If you ever notice tags or categories vanishing from your blog, don’t panic. It probably just means your disk is full.
What do you use for mail delivery? Nowadays I run my own mail server, so I can whitelist these emails, but back when I used Gmail I was always worried it’d get caught on the spam filter, since it came from essentially unknown and therefore untrusted servers. The alternative is creating an account on some delivery service and doing the whole smarthost configuration, but that sounds overkill for a personal VPS.
@ IceBrain:
The server is running it’s own smtp so that WordPress can send out notifications, but the incoming email is handled by Gmail. I set it up via Dreamhost back in the day, and they handled most of the work but I think it mostly involved setting up a “apps for your domain” account on Google and then pointing the MX records at their mail servers.

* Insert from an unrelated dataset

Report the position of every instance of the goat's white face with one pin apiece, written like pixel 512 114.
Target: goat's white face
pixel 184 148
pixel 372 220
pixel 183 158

Never really had any problems with it, or any need to tinker and hence I don’t even remember the details.
Google doesn’t seem to mind emails sent from weird servers. Their Spam filter is fantastic IMHO and instead of running blacklists/whitelists they just do heuristics on the content.
Google has gotten so good at identifying 419 emails that the scammers recently started moving towards obfuscation methods. The latest scam mail I had no body, no subject and a badly scanned JPG attachment of a printed letter hand signed by the Crown Prince of all Nigeia and the president of Nigeian National Bank as it’s sole content. :P
Meanwhile the emails sent by my bash scripts go through without an issue.